15.The clarity of structure of disaggregated elements to inform one overall evaluation demands separate attention to each element so that appropriate attention is given to relevant considerations, and so that appropriate focus is given to the relevant considerations.

20…. But the Tribunal made no finding that she did not genuinely intend to stay as a student.  To do so it would have had to grapple with the apparent genuineness of Ms Eros in undertaking the courses, even if they were a way she would be able to remain in Australia.

The word ‘grapple’ here is particularly relevant, being emblematic of what the AAT is required to do. It failed to do so here.

Rather than focusing on whole of clause 500.212, the AAT here focused just on the question of ‘intends genuinely to stay in Australia temporarily’. Instead is asked itself the wrong question rather that looking as whole as to whether “applicant is a genuine applicant for entry and stay as a student”.

Eros was a case where the applicant had multi-purpose reasons for coming to Australia. The student visa applicant here was a relatively well off middle-aged woman and her catalyst for wanting to be in Australia was that her daughter was studying in Australia and would soon qualify for a two year visa work visa. The applicant wanted to study English and was genuinely involved in courses of that kind and planned to stay for the two years her daughter would have a visa. In this context Allsop CJ stated:

21… On any view that is a temporary stay, by reference to the accepted meaning of the word “temporary”….

In the end the tribunal had focused solely on the applicant’s motivation for being in Australia, (which was the presence of her daughter) but failed to make a determination, one way or the other as to whether the applicant was a genuine student.

The tribunal had expressed ‘concern’  that the applicant was attempting to use the student visa program as a means of maintaining residence in Australia but the Court noted:

22…..The concern…is not a finding.  It is an expression of a concern. 

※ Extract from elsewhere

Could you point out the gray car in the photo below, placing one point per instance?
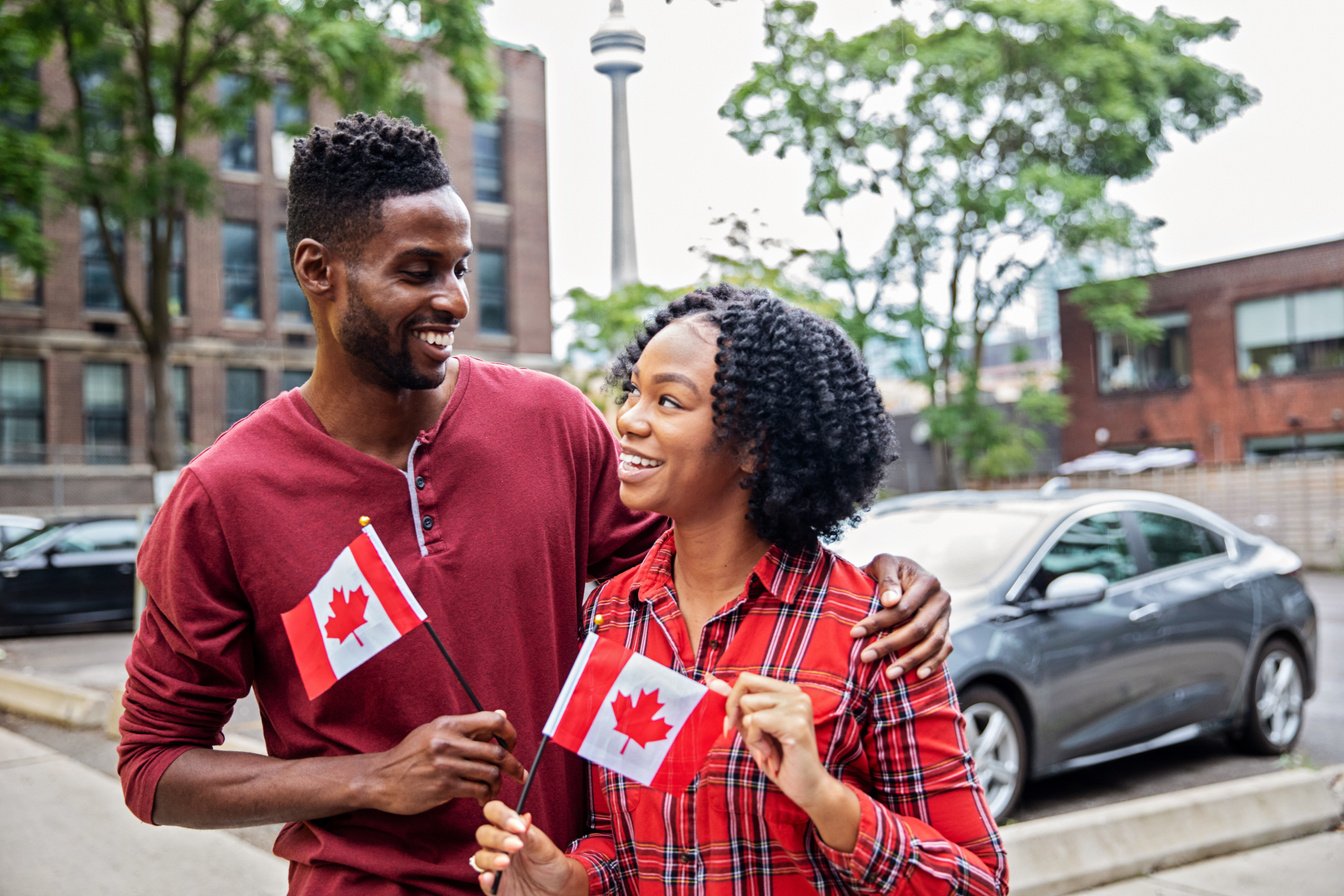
(1096, 625)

It is refreshing that a holistic approach was taken to the term ‘temporary’. This case will assist in unshackling what is sometimes seen as an unnecessarily narrow approach to temporary visa applicants. Even the Minister’s own direction notes that a visa holder’s intention has “the potential for this intention to change over time to an intention to utilise lawful means to remain in Australia for an extended period of time or permanently.”! (See Ministerial Direction No 69).

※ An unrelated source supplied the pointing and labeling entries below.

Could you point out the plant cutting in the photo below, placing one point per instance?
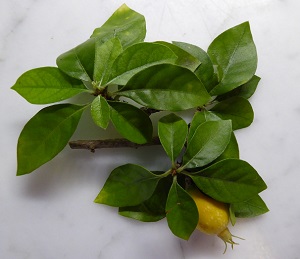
(125, 80)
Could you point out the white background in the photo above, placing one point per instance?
(50, 213)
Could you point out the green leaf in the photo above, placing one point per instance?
(252, 207)
(125, 24)
(131, 122)
(207, 143)
(106, 53)
(234, 54)
(100, 112)
(138, 57)
(182, 212)
(166, 87)
(45, 135)
(172, 132)
(47, 85)
(128, 185)
(237, 109)
(152, 209)
(229, 181)
(184, 58)
(205, 71)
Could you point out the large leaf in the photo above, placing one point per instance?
(128, 185)
(47, 85)
(182, 212)
(138, 57)
(166, 87)
(125, 24)
(131, 122)
(172, 132)
(208, 142)
(46, 134)
(234, 54)
(205, 71)
(237, 109)
(230, 181)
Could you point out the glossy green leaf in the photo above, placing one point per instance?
(182, 212)
(47, 85)
(125, 24)
(207, 143)
(46, 134)
(237, 109)
(234, 54)
(138, 57)
(100, 112)
(184, 58)
(205, 71)
(152, 209)
(229, 181)
(105, 55)
(131, 122)
(128, 185)
(172, 132)
(252, 207)
(166, 87)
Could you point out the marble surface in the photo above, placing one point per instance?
(50, 213)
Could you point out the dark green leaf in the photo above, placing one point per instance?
(207, 143)
(166, 87)
(138, 57)
(182, 212)
(47, 85)
(46, 134)
(230, 181)
(253, 207)
(128, 185)
(237, 109)
(100, 112)
(131, 122)
(172, 132)
(234, 53)
(125, 24)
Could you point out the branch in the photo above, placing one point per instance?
(109, 143)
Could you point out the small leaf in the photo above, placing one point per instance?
(166, 87)
(252, 207)
(229, 181)
(46, 134)
(138, 57)
(128, 185)
(100, 112)
(131, 122)
(234, 54)
(237, 109)
(207, 143)
(47, 85)
(182, 212)
(124, 24)
(172, 132)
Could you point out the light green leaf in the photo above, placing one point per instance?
(207, 143)
(172, 132)
(47, 85)
(182, 212)
(100, 112)
(166, 87)
(125, 24)
(128, 185)
(46, 134)
(234, 54)
(229, 181)
(131, 122)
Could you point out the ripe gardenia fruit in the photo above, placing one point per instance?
(213, 216)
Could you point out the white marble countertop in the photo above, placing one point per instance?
(50, 213)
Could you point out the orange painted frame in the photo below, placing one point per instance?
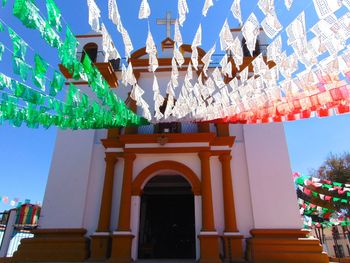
(149, 171)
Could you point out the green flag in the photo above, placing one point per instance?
(57, 83)
(39, 72)
(19, 46)
(2, 49)
(20, 68)
(53, 15)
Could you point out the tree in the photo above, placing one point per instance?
(335, 168)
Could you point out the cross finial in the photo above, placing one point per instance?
(168, 22)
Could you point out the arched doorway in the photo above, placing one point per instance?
(167, 219)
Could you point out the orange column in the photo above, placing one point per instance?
(125, 201)
(106, 201)
(209, 239)
(232, 239)
(100, 241)
(229, 203)
(122, 238)
(207, 202)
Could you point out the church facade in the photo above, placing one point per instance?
(207, 192)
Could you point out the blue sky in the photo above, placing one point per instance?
(25, 154)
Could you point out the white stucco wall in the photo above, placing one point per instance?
(273, 196)
(95, 185)
(240, 181)
(67, 186)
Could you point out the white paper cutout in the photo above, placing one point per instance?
(183, 10)
(145, 10)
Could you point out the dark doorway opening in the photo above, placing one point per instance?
(167, 225)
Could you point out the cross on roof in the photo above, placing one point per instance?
(168, 22)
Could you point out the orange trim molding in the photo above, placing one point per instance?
(148, 172)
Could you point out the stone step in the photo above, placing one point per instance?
(165, 261)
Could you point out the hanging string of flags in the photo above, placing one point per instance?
(322, 202)
(22, 104)
(312, 80)
(14, 202)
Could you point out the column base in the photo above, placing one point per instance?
(100, 246)
(121, 247)
(284, 246)
(53, 245)
(233, 247)
(209, 247)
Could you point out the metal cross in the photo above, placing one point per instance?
(168, 22)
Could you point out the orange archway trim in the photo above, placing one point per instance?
(150, 170)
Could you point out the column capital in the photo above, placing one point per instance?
(204, 155)
(129, 156)
(225, 157)
(111, 158)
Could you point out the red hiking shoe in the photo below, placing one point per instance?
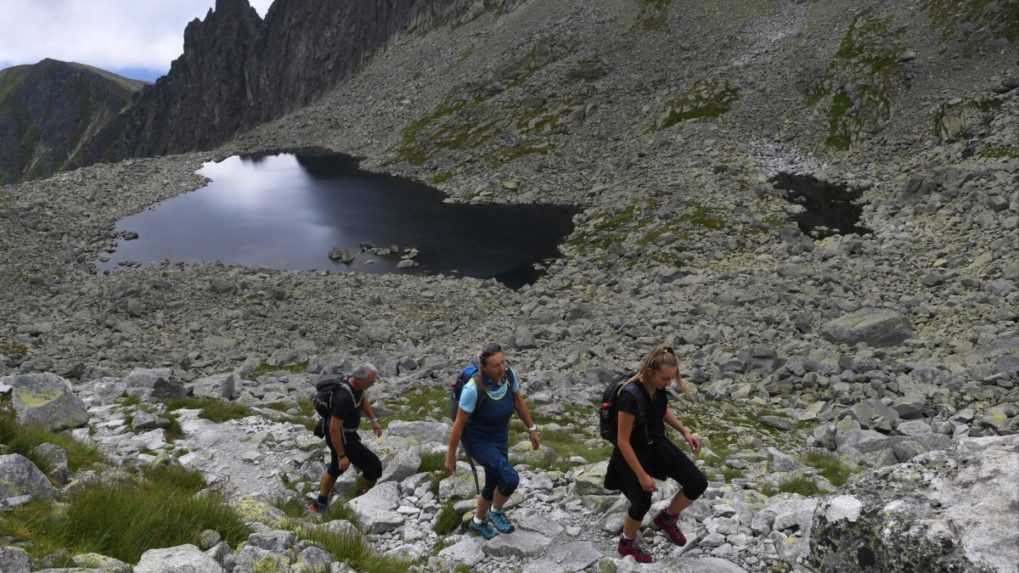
(630, 548)
(667, 523)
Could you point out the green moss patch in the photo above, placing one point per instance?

The court also looked at what temporary means. The court stated:

21…the accepted meaning of the word “temporary” referred to by Wilcox J in the context of construing the phrase “temporarily absent from Australia” in Hafza v Director-General of Social Security [1985] FCA 201; 6 FCR 444 at 451, applied by Logan J in Saini 245 FCR at 243 [19] and [20]:

The Shorter Oxford Dictionary defines “temporary” as “Lasting for a limited time; existing or valid for a time (only); transient; made to supply a passing need”.  The Macquarie Dictionary definition is to similar effect, with the addition of “not permanent”.

I think that the adjective “temporary” was used to denote an absence that was, both in intention and in fact, limited to the fulfilment of a passing purpose.  The purpose might be of a business or professional nature; it might be for a holiday or for compassionate or family reasons.  But, whatever the purpose, it seems to me to be implied in the concept of “temporary” absence that the absence will be relatively short and that its duration will be either defined in advance or be related to the fulfilment of a specific, passing purpose.

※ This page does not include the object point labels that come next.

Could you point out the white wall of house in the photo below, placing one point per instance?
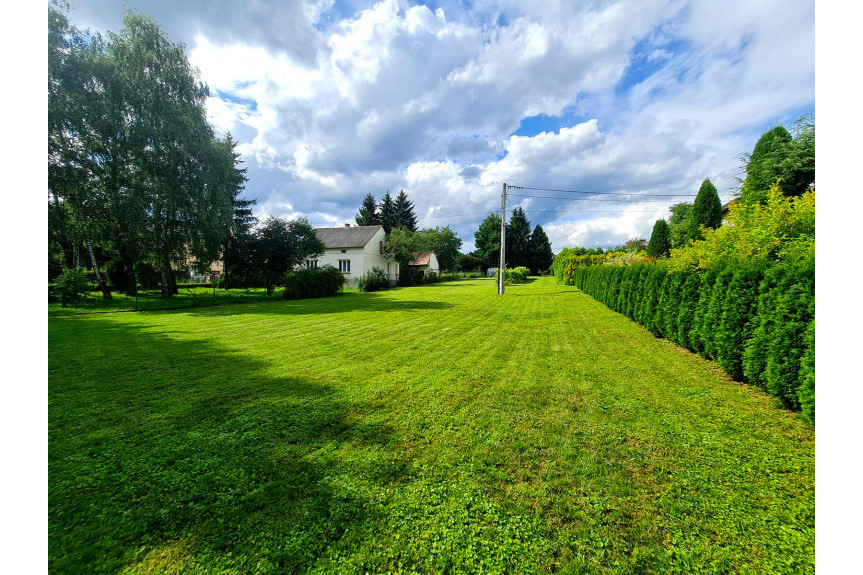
(361, 260)
(432, 266)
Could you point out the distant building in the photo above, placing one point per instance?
(354, 251)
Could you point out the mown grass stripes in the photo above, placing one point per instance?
(441, 429)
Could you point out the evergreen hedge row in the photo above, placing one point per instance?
(755, 319)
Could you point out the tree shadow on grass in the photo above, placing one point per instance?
(167, 454)
(342, 303)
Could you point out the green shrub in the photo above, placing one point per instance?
(325, 281)
(375, 279)
(70, 285)
(806, 391)
(686, 311)
(737, 320)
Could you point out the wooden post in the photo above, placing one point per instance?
(502, 268)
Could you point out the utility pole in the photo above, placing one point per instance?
(502, 268)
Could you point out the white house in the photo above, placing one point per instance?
(425, 262)
(354, 251)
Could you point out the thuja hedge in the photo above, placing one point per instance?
(755, 319)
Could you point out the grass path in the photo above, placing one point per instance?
(440, 429)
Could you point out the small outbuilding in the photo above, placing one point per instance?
(425, 262)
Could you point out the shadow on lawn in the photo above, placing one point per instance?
(176, 451)
(342, 303)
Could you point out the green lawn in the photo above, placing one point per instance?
(437, 429)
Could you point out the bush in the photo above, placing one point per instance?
(325, 281)
(375, 280)
(70, 285)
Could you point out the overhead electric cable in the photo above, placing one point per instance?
(600, 193)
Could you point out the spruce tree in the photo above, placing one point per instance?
(487, 241)
(765, 164)
(368, 215)
(539, 249)
(659, 245)
(706, 211)
(405, 216)
(517, 239)
(387, 213)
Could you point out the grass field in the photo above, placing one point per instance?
(438, 429)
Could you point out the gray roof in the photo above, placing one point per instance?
(352, 237)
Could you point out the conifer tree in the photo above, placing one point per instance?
(405, 216)
(368, 215)
(539, 249)
(387, 216)
(517, 239)
(706, 211)
(659, 245)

Thus a temporary visa applicant should be able to define his or her stay, broadly to a particular date or to the happening of an event or the fulfilment of a purpose.

The approach set out in this article has assistance to temporary work visa holders who have the potential to extend their stay in Australia by applying for a further temporary visa. This does not dilute the fact that the person’s stay is temporary.